Chciałoby się powiedzieć: ulica to jedno, a sondaże to drugie! Akcje antyrządowe, liczne demonstracje, ataki polskiej opozycji, łajanki unijnych przywódców – wydawałoby się, że polska partia rządząca straciła całkowicie poparcie. A tymczasem, w zaciszu domowym, pytani o poparcie anonimowi Polacy wskazują na… najbardziej wydawałoby się znienawidzoną
partię.
Z najnowszego sondażu wykonanego w dniach 2-4 sierpnia na zlecenie portalu OKO.press przez pracownię IPSOS wynika, że Prawo i Sprawiedliwość uzyskało największe poparcie badanych Polaków.

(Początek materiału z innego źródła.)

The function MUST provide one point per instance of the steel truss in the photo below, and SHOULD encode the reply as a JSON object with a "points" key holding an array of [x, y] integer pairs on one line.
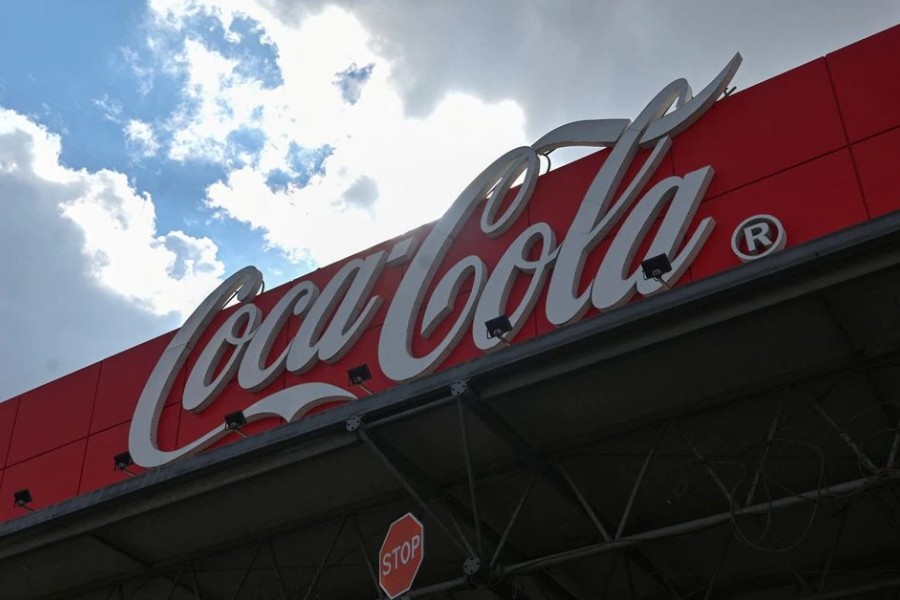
{"points": [[489, 560]]}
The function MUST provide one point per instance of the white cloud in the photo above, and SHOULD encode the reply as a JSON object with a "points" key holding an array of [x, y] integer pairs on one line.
{"points": [[412, 167], [162, 273], [141, 138]]}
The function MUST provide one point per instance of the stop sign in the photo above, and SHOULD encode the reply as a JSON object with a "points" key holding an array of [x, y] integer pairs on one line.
{"points": [[401, 555]]}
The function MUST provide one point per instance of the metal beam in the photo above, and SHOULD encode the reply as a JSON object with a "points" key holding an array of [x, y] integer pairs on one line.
{"points": [[699, 524]]}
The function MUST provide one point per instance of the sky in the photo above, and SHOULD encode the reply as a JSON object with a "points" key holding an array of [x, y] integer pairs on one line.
{"points": [[150, 148]]}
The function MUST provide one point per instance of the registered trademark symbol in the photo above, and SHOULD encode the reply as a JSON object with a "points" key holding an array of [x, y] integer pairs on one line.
{"points": [[758, 236]]}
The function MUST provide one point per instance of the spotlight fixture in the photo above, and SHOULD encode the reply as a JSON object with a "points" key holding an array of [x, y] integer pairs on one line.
{"points": [[498, 327], [235, 421], [358, 375], [22, 499], [123, 461], [655, 267]]}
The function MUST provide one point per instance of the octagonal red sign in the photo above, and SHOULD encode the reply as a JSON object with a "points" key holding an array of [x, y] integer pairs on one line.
{"points": [[401, 555]]}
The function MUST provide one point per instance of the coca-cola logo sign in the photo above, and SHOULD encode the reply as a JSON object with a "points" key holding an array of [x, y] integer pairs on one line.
{"points": [[333, 318]]}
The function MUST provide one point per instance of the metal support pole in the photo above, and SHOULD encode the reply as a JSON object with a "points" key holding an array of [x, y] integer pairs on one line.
{"points": [[194, 582], [324, 563], [715, 578], [247, 572], [707, 467], [464, 431], [366, 557], [637, 484], [895, 447], [609, 577], [765, 453], [277, 570], [629, 577], [843, 435], [512, 521], [831, 551], [367, 440], [175, 583], [585, 505], [700, 524]]}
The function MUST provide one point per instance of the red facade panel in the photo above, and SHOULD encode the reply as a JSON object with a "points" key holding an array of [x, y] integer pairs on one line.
{"points": [[122, 378], [50, 477], [8, 412], [99, 467], [770, 127], [878, 165], [866, 83], [811, 200], [54, 414]]}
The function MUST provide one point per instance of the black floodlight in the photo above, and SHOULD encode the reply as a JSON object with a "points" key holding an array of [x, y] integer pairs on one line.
{"points": [[123, 461], [22, 499], [358, 375], [657, 266], [234, 421], [498, 327]]}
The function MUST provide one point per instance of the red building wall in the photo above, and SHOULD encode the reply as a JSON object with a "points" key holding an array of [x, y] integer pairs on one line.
{"points": [[818, 147]]}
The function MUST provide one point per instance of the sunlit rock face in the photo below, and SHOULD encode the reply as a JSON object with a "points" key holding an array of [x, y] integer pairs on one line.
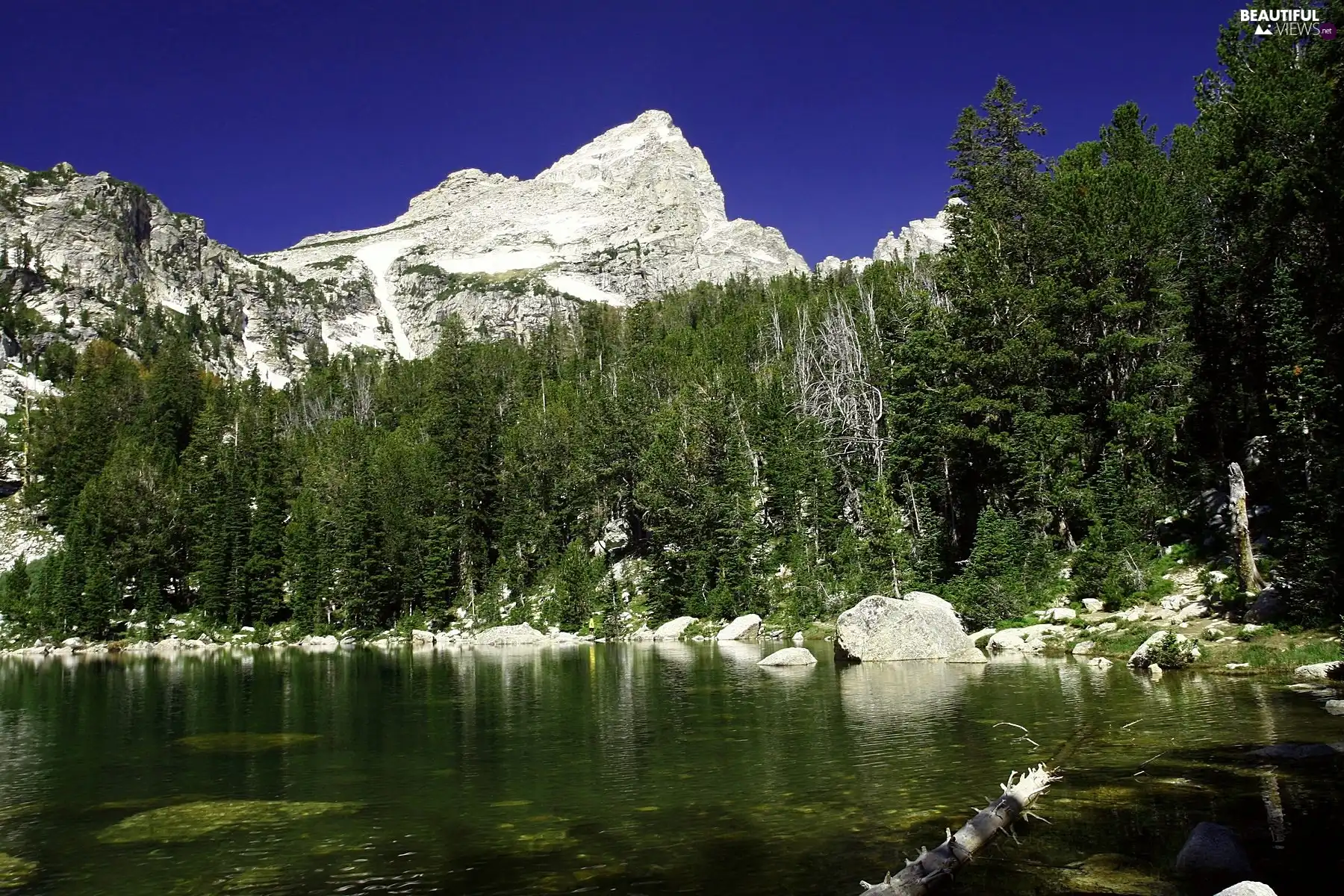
{"points": [[924, 237], [624, 218]]}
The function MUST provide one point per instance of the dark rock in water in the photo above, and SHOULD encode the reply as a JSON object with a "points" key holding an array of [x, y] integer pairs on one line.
{"points": [[1268, 608], [1213, 852], [1298, 751]]}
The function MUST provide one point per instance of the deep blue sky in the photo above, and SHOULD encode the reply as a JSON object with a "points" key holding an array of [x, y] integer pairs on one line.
{"points": [[827, 120]]}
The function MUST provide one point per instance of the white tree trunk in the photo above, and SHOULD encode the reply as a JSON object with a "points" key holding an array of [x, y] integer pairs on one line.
{"points": [[936, 867], [1246, 568]]}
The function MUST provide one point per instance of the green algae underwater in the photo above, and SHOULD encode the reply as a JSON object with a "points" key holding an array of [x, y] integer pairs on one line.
{"points": [[635, 768]]}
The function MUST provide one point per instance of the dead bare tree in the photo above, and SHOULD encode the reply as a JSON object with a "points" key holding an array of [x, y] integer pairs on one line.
{"points": [[934, 867], [833, 386], [1246, 568]]}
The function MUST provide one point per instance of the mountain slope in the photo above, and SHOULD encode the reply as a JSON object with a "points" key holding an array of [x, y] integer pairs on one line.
{"points": [[93, 255], [632, 214], [924, 237]]}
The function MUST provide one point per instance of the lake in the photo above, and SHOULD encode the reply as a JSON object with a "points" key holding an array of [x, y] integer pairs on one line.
{"points": [[633, 768]]}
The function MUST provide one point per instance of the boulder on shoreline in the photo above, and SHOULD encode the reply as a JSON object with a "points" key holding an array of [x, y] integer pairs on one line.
{"points": [[1319, 669], [673, 630], [1248, 889], [510, 635], [741, 629], [920, 626]]}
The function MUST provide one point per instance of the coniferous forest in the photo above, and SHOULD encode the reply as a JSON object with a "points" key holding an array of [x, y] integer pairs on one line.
{"points": [[1066, 386]]}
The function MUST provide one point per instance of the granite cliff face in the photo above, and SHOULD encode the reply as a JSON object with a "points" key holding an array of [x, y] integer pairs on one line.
{"points": [[629, 215], [924, 237], [99, 257]]}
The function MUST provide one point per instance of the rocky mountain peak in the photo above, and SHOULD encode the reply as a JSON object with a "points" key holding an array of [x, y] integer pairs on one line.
{"points": [[922, 237], [631, 214]]}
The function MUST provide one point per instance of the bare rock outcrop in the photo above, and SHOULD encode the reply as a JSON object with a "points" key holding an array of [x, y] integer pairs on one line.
{"points": [[921, 626]]}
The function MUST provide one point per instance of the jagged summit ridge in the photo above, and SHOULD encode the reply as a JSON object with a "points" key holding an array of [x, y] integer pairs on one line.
{"points": [[625, 217], [922, 237]]}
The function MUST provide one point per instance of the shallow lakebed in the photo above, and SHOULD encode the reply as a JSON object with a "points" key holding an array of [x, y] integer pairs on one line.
{"points": [[633, 768]]}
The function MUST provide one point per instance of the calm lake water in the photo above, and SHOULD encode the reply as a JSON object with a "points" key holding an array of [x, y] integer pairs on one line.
{"points": [[635, 768]]}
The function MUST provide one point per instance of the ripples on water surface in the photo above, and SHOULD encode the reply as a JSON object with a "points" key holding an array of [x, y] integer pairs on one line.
{"points": [[628, 768]]}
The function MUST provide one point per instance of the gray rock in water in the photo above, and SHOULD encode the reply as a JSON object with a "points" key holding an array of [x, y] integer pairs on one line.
{"points": [[1298, 751], [1248, 889], [789, 657], [510, 635], [1213, 852], [672, 630], [741, 629], [1268, 608], [915, 628], [969, 655]]}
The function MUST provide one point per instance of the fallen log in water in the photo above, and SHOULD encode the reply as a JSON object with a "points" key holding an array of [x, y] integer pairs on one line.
{"points": [[936, 867]]}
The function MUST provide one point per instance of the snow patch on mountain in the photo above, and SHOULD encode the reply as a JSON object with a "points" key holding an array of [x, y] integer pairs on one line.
{"points": [[629, 215]]}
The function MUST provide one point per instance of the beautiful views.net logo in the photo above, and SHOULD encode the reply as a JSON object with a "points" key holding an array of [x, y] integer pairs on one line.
{"points": [[1295, 23]]}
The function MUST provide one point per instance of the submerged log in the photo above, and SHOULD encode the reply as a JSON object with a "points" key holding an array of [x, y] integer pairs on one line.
{"points": [[936, 867]]}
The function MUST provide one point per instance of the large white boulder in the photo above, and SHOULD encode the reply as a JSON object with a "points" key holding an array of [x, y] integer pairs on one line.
{"points": [[741, 629], [915, 628], [1317, 669], [789, 657], [1012, 641], [510, 635], [1248, 889], [672, 630]]}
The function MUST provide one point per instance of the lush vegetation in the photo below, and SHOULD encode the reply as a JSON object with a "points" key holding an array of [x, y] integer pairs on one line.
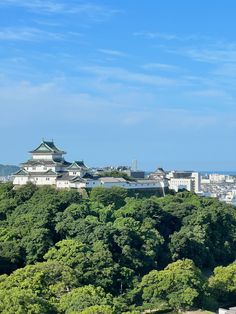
{"points": [[110, 252]]}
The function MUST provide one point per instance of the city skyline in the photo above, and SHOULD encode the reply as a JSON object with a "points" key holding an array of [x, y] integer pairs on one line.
{"points": [[115, 81]]}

Na partię tę swój głos chce oddać 40 proc. wyborców. Jest to wynik wyższy o 2,4 pkt proc. od tego, który Prawo i Sprawiedliwość uzyskała w wyborach parlamentarnych.
Drugie miejsce zajęła Platforma Obywatelska, która otrzymała 21 proc. głosów, czyli o 3 pkt proc. mniej, niż w poprzednim sondażu.

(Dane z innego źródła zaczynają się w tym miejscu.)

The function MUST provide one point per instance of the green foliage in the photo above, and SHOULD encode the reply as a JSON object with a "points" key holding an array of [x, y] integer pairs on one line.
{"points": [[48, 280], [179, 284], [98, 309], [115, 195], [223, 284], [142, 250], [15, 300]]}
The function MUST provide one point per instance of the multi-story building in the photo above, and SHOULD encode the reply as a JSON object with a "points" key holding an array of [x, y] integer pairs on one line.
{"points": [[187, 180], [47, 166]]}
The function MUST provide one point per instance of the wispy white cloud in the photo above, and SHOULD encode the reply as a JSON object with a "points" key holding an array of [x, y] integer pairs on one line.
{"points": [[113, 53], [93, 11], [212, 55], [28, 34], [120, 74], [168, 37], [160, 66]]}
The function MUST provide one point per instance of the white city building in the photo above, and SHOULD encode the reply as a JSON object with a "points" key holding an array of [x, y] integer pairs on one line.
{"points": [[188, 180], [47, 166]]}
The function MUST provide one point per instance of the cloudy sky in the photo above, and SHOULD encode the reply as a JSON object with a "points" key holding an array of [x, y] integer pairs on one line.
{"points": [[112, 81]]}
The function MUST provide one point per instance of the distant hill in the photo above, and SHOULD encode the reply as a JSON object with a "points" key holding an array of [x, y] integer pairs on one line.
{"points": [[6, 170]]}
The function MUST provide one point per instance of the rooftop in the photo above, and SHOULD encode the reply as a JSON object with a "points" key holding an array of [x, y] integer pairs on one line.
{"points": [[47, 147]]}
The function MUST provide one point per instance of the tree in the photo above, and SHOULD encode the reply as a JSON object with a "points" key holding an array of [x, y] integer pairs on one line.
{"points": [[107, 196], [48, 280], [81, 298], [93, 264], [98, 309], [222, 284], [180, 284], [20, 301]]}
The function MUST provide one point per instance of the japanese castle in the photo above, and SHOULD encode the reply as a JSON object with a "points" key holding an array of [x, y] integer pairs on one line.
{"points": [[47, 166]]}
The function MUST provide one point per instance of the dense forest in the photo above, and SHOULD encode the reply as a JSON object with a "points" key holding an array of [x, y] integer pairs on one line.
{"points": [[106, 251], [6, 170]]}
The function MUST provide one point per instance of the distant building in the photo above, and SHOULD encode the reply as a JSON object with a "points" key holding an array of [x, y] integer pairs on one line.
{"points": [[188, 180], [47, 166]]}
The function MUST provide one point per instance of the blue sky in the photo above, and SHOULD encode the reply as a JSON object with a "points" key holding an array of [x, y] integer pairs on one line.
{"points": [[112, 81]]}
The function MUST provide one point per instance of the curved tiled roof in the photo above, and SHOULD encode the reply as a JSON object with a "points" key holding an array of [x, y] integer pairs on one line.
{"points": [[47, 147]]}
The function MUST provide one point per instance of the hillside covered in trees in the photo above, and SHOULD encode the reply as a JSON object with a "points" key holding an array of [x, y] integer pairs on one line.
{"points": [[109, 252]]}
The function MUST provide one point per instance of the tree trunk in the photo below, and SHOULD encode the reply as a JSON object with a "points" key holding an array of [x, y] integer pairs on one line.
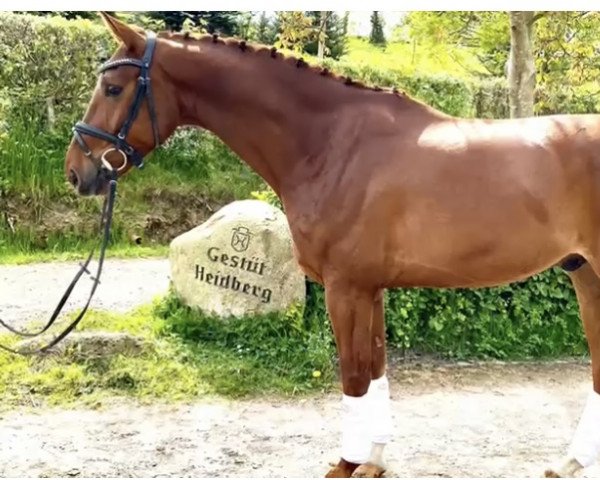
{"points": [[521, 65]]}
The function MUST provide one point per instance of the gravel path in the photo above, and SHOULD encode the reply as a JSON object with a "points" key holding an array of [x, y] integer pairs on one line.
{"points": [[29, 291], [489, 421], [467, 421]]}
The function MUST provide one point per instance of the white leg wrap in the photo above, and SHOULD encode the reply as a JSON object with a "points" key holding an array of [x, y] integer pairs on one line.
{"points": [[586, 442], [379, 404], [356, 441]]}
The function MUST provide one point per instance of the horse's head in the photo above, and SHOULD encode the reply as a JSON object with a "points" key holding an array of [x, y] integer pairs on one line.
{"points": [[132, 110]]}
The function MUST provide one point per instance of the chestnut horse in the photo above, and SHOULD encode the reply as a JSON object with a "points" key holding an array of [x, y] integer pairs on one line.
{"points": [[379, 190]]}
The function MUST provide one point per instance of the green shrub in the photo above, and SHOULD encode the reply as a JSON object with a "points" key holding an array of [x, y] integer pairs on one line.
{"points": [[49, 59]]}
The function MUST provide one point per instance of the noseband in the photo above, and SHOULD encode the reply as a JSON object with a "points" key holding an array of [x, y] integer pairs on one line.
{"points": [[143, 90]]}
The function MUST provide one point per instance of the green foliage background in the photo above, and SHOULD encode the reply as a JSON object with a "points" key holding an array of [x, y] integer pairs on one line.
{"points": [[43, 58]]}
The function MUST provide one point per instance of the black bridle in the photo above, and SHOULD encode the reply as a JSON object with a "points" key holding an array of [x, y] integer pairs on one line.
{"points": [[130, 154]]}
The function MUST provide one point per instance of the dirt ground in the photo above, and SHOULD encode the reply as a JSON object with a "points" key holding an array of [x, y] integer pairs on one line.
{"points": [[490, 420]]}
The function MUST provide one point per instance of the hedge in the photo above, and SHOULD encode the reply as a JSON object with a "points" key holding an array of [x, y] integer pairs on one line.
{"points": [[52, 58]]}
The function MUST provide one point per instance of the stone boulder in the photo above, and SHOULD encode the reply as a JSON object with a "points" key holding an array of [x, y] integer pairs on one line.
{"points": [[239, 262]]}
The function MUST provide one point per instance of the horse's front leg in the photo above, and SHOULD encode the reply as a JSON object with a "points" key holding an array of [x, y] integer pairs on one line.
{"points": [[585, 446], [357, 318]]}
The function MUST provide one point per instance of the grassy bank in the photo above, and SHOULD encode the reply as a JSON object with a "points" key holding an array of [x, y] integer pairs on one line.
{"points": [[187, 355], [183, 183]]}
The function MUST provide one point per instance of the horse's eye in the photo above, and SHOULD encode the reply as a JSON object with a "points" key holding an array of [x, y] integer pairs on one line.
{"points": [[113, 90]]}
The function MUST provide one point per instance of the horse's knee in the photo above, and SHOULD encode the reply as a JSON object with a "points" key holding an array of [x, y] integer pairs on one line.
{"points": [[356, 373]]}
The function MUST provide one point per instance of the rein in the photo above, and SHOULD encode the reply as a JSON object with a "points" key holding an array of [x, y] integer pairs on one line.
{"points": [[129, 154], [105, 224]]}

Trzecie miejsce przyznano ugrupowaniu Kukiz’15, które może liczyć na 11 proc. poparcia.
Nowoczesna otrzymała poparcie 6 proc. wyborców. Oznacza to, że nawet gdyby został zrealizowany projekt Zjednoczonej Opozycji z udziałem PO i Nowoczesnej, to i tak nie byłoby szansy na wygraną z PiS.
W sondażu pod progiem wyborczym znalazłyby się: PSL z wynikiem 4,7 proc, SLD z 4,2 proc. poparcia, Wolność, na którą chce głosować 2,6 proc. badanych oraz partia Razem – 2,4 proc.